Tier 2 will be ELK based. Coupled with that we’ll use MQ type solutions
(RabbitMQ etc) to stream messages and compliment those with
anonymisation/tokenisation based systems where we need to protect/mask user
sensitive data.

We have a predominantly vmware/HP based estate, although have also looked
at Openstack and RHEV as potential drop in replacements for the future.
ManageIQ will provide us with a nice view on the pure virtualised vmware
estate.

I also collect data from our various SAN offerings:

  1. HP iSCSI Left Hand. I have to use a CLI interface to pull out what I
    need, and quite frankly what I get out is pretty awful to use/intepret.
  2. HP EVA block storage. Again CLI based extraction with a lot of parsing
    to get it into a format which is meaningful.
  3. HP 3Par multiple tiered arrays (v400 and 7200/7400 series). These log
    direct into their own System Reporter component which is mySQL based. I use
    the Splunk DB Connect app (free plug-in/adapter) to extract the
    tables/fields I need. For some metrics I have to calculate things like IOPS
    performance by summing various fields.

Ideally I’d like to feed all this data into something like
Elasticsearch/MongoDB etc. As ES is now nicely coupled and developed with
Logtash and Kibana, it’s coming of age. ES now has distributed search and
the imminent Kibana4 release should have much more advanced dashboarding.
[This will keep it in sight with the likes of Splunk]

Any noSQL field/value paired solution will make life a lot easier. I would
certainly be starting with ELK as the primary choice.

Looking into my crystal ball, when we have mainstream SDN/NFV solutions
coupled in and around virtualised hardware infrastructure, and tailored
vApp type applications on top being dynamically orchestrated/managed, then
having a noSQL data model is going to be the only way to go.


#3

@phil_griffiths Do you use collectd/sensu/other to populate realtime system statistics into a system like Graphite? Numbered statistics like cpu usage, network usage rather than log data exceptions.

Sounds like the system you are referencing (point #3) feeds into mySQL. Similar to our current solution.

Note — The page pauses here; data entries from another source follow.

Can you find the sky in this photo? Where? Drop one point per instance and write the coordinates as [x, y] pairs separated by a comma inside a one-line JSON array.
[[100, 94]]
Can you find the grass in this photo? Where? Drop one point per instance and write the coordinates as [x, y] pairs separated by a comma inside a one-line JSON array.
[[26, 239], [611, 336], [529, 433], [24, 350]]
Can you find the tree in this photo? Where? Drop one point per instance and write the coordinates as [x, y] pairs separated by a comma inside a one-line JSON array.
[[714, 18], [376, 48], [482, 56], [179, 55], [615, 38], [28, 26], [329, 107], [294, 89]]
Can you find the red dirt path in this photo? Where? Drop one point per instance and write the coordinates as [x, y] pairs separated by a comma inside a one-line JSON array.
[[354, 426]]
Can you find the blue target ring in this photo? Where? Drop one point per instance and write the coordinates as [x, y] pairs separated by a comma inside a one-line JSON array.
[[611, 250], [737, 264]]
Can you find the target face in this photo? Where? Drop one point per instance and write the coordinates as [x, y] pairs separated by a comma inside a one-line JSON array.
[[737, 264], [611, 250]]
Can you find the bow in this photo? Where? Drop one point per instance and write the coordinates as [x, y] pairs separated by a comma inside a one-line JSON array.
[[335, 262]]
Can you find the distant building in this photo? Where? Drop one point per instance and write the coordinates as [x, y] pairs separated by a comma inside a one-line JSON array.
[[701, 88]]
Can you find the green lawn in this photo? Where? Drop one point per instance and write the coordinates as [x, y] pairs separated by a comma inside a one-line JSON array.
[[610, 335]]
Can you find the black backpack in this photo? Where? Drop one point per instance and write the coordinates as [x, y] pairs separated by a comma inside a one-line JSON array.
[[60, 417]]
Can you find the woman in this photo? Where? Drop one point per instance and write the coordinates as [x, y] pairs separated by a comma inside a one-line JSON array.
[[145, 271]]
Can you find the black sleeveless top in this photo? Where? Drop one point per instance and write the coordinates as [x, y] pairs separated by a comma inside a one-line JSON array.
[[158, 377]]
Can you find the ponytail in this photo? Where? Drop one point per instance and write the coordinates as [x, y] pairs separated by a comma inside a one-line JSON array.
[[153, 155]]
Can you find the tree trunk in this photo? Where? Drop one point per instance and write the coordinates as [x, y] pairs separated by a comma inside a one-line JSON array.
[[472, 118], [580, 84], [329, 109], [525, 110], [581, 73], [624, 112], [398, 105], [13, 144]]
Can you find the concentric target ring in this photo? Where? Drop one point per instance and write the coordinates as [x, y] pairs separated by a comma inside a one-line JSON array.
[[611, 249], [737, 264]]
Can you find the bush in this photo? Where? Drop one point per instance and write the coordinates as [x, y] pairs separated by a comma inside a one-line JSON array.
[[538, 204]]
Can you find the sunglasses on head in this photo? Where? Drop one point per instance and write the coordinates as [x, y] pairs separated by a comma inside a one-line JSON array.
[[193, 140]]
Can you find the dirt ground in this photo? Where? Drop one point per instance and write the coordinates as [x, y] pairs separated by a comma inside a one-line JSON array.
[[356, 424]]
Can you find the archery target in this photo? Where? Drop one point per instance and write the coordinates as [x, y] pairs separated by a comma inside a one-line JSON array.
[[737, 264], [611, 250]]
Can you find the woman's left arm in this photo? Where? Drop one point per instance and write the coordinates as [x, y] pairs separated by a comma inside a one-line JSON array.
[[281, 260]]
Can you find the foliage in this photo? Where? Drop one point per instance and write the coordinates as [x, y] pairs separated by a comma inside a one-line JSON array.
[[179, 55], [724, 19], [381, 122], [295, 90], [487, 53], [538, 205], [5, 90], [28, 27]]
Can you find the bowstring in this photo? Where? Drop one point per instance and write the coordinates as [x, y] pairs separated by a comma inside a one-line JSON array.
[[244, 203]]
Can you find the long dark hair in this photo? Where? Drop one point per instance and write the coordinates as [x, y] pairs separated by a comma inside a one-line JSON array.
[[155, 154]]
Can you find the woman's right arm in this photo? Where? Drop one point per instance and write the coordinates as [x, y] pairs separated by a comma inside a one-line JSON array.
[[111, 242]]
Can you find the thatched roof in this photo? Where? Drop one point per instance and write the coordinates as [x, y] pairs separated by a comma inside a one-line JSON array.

Thanks for pointers to ELK and Elastic Search. Have enjoyed ES in the past (as opposed to solr)

People sure love Splunk.


#4

@kbrock never used collectd etc unfortunately. Used rrdtool/cacti in the past, which is guess is similar?
Spitting your stats out into something like ES and allowing visualisation via Kibana should be a great choice.
Met some guys from ES today. v1.2 has some funky features like federated and multi dimensional search. Kibana v4 should also make the UI functions much richer and slicker.